How We Fix Bugs In 36 Minutes Or Less

How We Fix Bugs In 36 Minutes Or Less

A couple of months ago I was working on my Carving Up Legacy With Microservices presentation when I was notified of a new github issue raised against the jobs platform my presentation was about. The development team were a few men down so despite being on leave I decided to take a look.

The bug was a simple oversight to do with dates. An upstream system wasn't validating date ranges correctly and we had trafficked a job advert before the job was live. I self-assigned the issue and posted a message to the team chat room saying I'd pick it up.

  • I pulled the latest commits
  • Re-ran npm install in case there were dependency changes
  • Ran the tests to ensure they passed
  • Wrote a failing test for the bug
  • Fixed the bug by adjusting the advert dates so they were always within range
  • Re-ran the tests (they passed)
  • Committed and pushed.

Our build for this service takes about 50 seconds and the continuous deployment to our first test environment a further 20. Booking a job into the test environment confirmed the fix had worked so I logged into Jenkins and checked there were no other builds since the last live release and clicked the promote to staging button. A short test later I promoted the service to live using the same process, reindexed the affected job, verified the advert had been removed and closed the issue. The time from bug report to closure was 36 minutes.
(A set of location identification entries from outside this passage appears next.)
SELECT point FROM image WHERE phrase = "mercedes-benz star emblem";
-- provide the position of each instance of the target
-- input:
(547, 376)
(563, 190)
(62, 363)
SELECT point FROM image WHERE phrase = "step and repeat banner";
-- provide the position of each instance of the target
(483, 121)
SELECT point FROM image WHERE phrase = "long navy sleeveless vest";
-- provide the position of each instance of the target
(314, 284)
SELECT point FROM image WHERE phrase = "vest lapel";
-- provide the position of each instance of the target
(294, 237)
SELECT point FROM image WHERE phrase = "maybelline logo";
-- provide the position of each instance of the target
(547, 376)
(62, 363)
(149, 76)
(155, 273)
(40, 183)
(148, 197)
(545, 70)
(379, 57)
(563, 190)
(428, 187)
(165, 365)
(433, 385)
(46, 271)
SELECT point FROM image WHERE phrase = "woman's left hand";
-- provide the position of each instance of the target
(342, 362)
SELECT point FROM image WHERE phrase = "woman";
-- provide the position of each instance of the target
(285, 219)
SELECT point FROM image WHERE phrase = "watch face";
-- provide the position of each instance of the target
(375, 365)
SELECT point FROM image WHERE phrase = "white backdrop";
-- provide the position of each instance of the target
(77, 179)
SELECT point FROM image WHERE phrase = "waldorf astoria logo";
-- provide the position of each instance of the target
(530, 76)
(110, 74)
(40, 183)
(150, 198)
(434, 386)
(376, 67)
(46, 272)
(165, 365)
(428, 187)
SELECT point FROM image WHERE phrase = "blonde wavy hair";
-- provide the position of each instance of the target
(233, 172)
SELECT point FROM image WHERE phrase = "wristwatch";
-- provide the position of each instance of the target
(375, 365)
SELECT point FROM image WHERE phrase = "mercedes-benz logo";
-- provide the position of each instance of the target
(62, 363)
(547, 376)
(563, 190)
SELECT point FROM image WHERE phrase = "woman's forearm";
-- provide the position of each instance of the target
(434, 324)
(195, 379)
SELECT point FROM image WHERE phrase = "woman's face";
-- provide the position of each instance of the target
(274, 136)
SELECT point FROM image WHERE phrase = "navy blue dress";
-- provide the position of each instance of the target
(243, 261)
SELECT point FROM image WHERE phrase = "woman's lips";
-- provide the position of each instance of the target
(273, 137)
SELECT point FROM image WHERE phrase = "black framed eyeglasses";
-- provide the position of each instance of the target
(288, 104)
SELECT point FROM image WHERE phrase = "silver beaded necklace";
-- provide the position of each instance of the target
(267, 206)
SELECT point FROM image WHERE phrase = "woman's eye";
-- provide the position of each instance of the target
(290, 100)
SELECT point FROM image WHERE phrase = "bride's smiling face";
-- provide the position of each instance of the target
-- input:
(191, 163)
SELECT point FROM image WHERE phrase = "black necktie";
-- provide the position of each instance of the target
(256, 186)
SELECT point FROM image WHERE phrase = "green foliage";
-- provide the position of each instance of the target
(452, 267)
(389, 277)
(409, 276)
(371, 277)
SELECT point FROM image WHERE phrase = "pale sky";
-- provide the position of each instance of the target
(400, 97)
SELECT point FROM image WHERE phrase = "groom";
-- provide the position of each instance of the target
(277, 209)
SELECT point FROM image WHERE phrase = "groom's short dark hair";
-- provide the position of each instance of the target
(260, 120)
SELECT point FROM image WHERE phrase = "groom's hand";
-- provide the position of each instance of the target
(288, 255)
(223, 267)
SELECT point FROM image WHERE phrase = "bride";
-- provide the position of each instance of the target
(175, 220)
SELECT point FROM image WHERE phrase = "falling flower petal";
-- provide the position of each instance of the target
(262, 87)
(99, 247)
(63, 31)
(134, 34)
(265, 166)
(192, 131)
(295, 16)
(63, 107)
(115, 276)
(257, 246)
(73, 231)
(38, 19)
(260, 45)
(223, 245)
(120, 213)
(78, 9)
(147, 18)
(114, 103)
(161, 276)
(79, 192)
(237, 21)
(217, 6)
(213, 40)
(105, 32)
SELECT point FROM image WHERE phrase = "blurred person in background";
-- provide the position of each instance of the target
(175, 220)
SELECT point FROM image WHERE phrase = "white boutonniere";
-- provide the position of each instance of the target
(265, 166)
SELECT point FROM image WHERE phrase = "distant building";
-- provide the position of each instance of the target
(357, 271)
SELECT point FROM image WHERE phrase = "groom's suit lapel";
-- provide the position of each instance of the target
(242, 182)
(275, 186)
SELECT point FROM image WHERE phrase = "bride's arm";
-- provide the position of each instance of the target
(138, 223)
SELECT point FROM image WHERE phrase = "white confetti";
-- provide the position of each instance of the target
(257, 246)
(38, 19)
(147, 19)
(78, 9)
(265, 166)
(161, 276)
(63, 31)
The first thing to come clean about is that we don't always fix our bugs in 36 minutes or less, but at least we have a system that makes this possible. The team has a high degree of autonomy, so we don't need to ask permission to perform releases. Our promotion process is fast and triggered by a single click, so occasionally even business users trigger releases. However the most significant factor in making this possible is the microservice architecture. Writing microservices means

  • There's less code to checkout
  • Fewer dependencies to install
  • Fewer tests to run

but this is just the cherry on the cake. When you get microservices right, you can deploy them independently without fear. We are in the habit of deploying changes immediately, so we have no software inventory. Consequently, when fixing a bug, the code you have locally is the code that's in live. No branching or merging, no investigation to see if the unreleased changes are safe.

Adopting a microservice architecture comes with many problems. One of the principles of systems is you never reduce complexity, you only redistribute it, and as John Pither remarks in his excellent blog post, "The tightrope is to avoid bringing in complexity to manage complexity".

Developing software has never been without challenge, but the 36 minute bug fix testifies that if you manage to successfully walk the tightrope, the benefits of microservices are are real.